- Abdolabad Location within Iran
- Coordinates: 37°03′39″N 46°14′05″E﻿ / ﻿37.06083°N 46.23472°E
- Country: Iran
- Province: East Azerbaijan
- County: Leylan
- District: Central
- Rural District: Leylan-e Gharbi

Population (2016)
- • Total: 158
- Time zone: UTC+3:30 (IRST)

= Abdolabad, East Azerbaijan =

Village in East Azerbaijan province, Iran

Abdolabad (عبدل‌آباد) (Note: Also romanized as ‘Abdolābād) is a village in Leylan-e Gharbi Rural District of the Central District (Note: Formerly Leylan District of Malekan County) in Leylan County, East Azerbaijan province, Iran.

==Demographics==
===Population===
At the time of the 2006 National Census, the village's population was 202 in 46 households, when it was in Leylan-e Jonubi Rural District (Note: Formerly Leylan Rural District) of Leylan District (Note: Renamed the Central District of Leylan County) in Malekan County.
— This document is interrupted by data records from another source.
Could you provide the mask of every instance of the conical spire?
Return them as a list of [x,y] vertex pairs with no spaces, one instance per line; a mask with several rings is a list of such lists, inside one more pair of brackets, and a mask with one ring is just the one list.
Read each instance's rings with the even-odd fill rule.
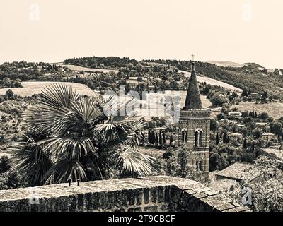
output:
[[192,109],[202,109],[202,105],[200,100],[199,85],[195,75],[195,63],[192,63],[192,73],[189,81],[187,97],[185,103],[185,110]]

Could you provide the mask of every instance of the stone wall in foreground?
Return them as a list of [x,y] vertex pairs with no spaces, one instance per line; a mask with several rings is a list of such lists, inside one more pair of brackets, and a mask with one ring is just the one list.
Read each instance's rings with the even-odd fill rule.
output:
[[0,191],[0,211],[246,211],[190,179],[166,176]]

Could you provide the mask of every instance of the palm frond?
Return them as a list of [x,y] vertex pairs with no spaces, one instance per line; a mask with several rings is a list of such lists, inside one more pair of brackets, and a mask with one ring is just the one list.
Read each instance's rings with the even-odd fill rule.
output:
[[86,137],[58,137],[41,141],[40,143],[44,145],[45,153],[52,154],[57,159],[64,157],[79,160],[88,153],[96,152],[92,141]]
[[137,121],[121,121],[112,124],[99,124],[92,126],[95,136],[99,137],[102,144],[115,142],[125,145],[137,145],[139,130],[145,126],[143,119]]
[[15,143],[10,148],[13,151],[13,167],[11,170],[20,170],[28,184],[40,185],[52,166],[52,162],[40,144],[33,138],[27,136],[25,138],[27,141]]
[[80,162],[64,158],[56,162],[45,174],[47,184],[66,183],[71,179],[74,182],[86,179],[86,173]]
[[126,174],[148,175],[154,172],[154,158],[128,148],[120,148],[117,152],[117,167]]

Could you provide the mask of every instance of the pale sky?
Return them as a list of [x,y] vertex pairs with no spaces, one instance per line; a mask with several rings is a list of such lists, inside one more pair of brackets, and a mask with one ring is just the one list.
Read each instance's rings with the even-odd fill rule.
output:
[[282,0],[1,0],[0,63],[127,56],[283,68]]

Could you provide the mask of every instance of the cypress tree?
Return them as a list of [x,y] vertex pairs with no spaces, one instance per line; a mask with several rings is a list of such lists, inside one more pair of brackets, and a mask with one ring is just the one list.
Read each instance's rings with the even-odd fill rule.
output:
[[159,131],[159,138],[158,138],[158,141],[159,141],[159,145],[162,146],[162,134],[161,134],[161,131]]
[[218,145],[219,143],[219,135],[217,133],[217,135],[216,135],[216,145]]
[[173,136],[170,136],[170,145],[172,145],[173,143]]
[[227,133],[225,131],[223,133],[223,143],[227,143]]
[[163,132],[162,135],[163,135],[163,141],[162,141],[162,143],[163,143],[163,145],[165,145],[166,143],[166,139],[165,138],[165,133]]
[[247,145],[247,140],[245,139],[243,140],[243,148],[247,149],[248,145]]
[[155,133],[155,144],[158,145],[158,134],[157,133]]

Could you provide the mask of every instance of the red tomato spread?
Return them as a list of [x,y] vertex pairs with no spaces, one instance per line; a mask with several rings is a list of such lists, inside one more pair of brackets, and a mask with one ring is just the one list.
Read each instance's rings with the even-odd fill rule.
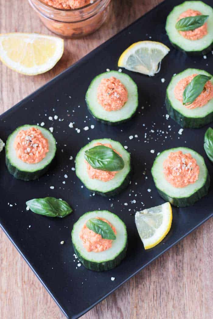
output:
[[185,187],[198,179],[200,167],[190,153],[171,152],[163,164],[166,180],[175,187]]
[[121,108],[128,100],[128,93],[120,80],[111,77],[103,78],[98,87],[98,102],[106,111]]
[[[174,93],[175,98],[180,102],[183,102],[183,94],[186,86],[192,81],[193,79],[197,74],[193,74],[182,79],[177,84],[175,87]],[[195,99],[191,103],[184,105],[188,108],[200,108],[207,104],[209,101],[213,98],[213,85],[210,81],[208,81],[203,88],[201,94]]]
[[47,4],[59,9],[77,9],[90,3],[90,0],[43,0]]
[[[101,143],[96,143],[94,144],[94,147],[98,146],[99,145],[104,145],[107,147],[112,148],[111,144],[107,143],[102,144]],[[120,154],[115,150],[113,149],[113,150],[121,156]],[[90,178],[91,178],[92,179],[98,179],[103,182],[108,182],[108,181],[110,181],[110,180],[114,178],[115,174],[118,173],[117,172],[109,172],[108,171],[103,171],[101,169],[96,169],[96,168],[94,168],[92,167],[86,160],[85,162],[87,165],[87,174]]]
[[[116,234],[116,229],[108,220],[100,217],[95,217],[97,219],[101,219],[108,224],[112,227],[112,230]],[[101,235],[96,234],[93,230],[87,228],[85,223],[81,229],[79,236],[83,241],[83,244],[87,251],[94,251],[95,253],[100,252],[106,250],[112,247],[112,240],[104,239]]]
[[[200,16],[202,13],[200,11],[196,10],[188,9],[184,11],[179,16],[178,21],[183,18],[188,17],[194,17],[195,16]],[[188,40],[198,40],[206,35],[208,33],[207,23],[205,22],[203,26],[195,29],[194,30],[189,30],[188,31],[179,31],[181,35],[186,39]]]
[[41,162],[49,151],[48,140],[35,127],[19,131],[15,139],[14,147],[18,157],[29,164]]

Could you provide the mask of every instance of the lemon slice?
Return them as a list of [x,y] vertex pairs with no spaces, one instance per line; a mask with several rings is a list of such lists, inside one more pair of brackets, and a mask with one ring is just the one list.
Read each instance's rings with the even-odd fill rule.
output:
[[0,60],[27,75],[43,73],[54,66],[64,52],[64,40],[36,33],[0,34]]
[[135,224],[145,249],[154,247],[169,231],[172,212],[169,203],[137,211]]
[[136,42],[123,52],[118,65],[119,67],[152,76],[159,72],[160,62],[170,50],[168,47],[160,42]]

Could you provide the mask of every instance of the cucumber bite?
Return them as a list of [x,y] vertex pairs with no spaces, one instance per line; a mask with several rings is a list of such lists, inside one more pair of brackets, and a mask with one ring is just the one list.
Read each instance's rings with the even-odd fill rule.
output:
[[19,126],[9,137],[6,163],[14,177],[36,179],[46,172],[55,157],[56,140],[47,130],[36,125]]
[[118,142],[94,140],[78,153],[75,171],[88,189],[103,196],[114,196],[129,184],[130,154]]
[[162,152],[151,172],[160,196],[175,206],[193,205],[208,193],[210,177],[204,160],[190,148]]
[[[194,78],[193,78],[192,76],[194,76],[195,75],[204,75],[209,78],[212,76],[203,70],[187,69],[172,77],[166,90],[165,104],[168,113],[183,127],[197,128],[213,121],[212,77],[209,79],[206,78],[208,81],[204,86],[201,86],[201,89],[203,88],[202,91],[192,103],[183,104],[184,91],[186,92],[187,86],[189,87],[189,84],[193,84],[192,80],[194,81]],[[193,94],[196,93],[198,84],[199,84],[197,83],[196,86],[191,90]]]
[[126,255],[126,225],[118,216],[108,211],[84,214],[74,224],[72,238],[79,260],[91,270],[112,269]]
[[213,9],[201,1],[185,1],[167,17],[166,31],[177,48],[187,53],[206,54],[212,48]]
[[138,88],[127,74],[117,71],[96,77],[89,86],[86,100],[97,121],[116,125],[130,119],[138,105]]

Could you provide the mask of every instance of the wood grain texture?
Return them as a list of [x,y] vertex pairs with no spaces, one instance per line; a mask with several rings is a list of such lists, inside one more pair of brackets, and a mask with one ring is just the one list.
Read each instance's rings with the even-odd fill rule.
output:
[[[106,23],[87,37],[66,40],[63,57],[46,73],[27,77],[0,64],[0,113],[161,2],[112,0],[108,21],[110,23]],[[51,34],[26,0],[0,0],[0,8],[1,33],[19,31]],[[213,228],[212,219],[83,316],[82,319],[212,319]],[[2,231],[0,248],[0,318],[65,319]]]

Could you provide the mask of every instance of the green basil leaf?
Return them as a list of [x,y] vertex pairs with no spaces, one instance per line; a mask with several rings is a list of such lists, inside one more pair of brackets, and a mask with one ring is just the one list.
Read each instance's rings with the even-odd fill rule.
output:
[[178,31],[189,31],[194,30],[203,26],[209,16],[195,16],[187,17],[180,19],[175,25]]
[[211,78],[204,74],[198,74],[186,86],[183,94],[184,105],[191,104],[201,93],[207,81]]
[[124,167],[122,157],[111,148],[104,145],[95,146],[86,151],[84,158],[94,168],[115,172]]
[[65,217],[72,210],[64,201],[54,197],[34,198],[26,202],[31,210],[36,214],[51,217]]
[[206,155],[213,163],[213,129],[209,128],[204,137],[204,149]]
[[87,221],[86,226],[89,229],[101,235],[103,239],[116,239],[112,227],[107,223],[101,219],[91,218]]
The following census in 2011 counted 140 people in 42 households. The 2016 census measured the population of the village as 158 people in 54 households.

In 2023, the district was separated from the county in the establishment of Leylan County and renamed the Central District. Abdolabad was transferred to Leylan-e Gharbi Rural District created in the same district.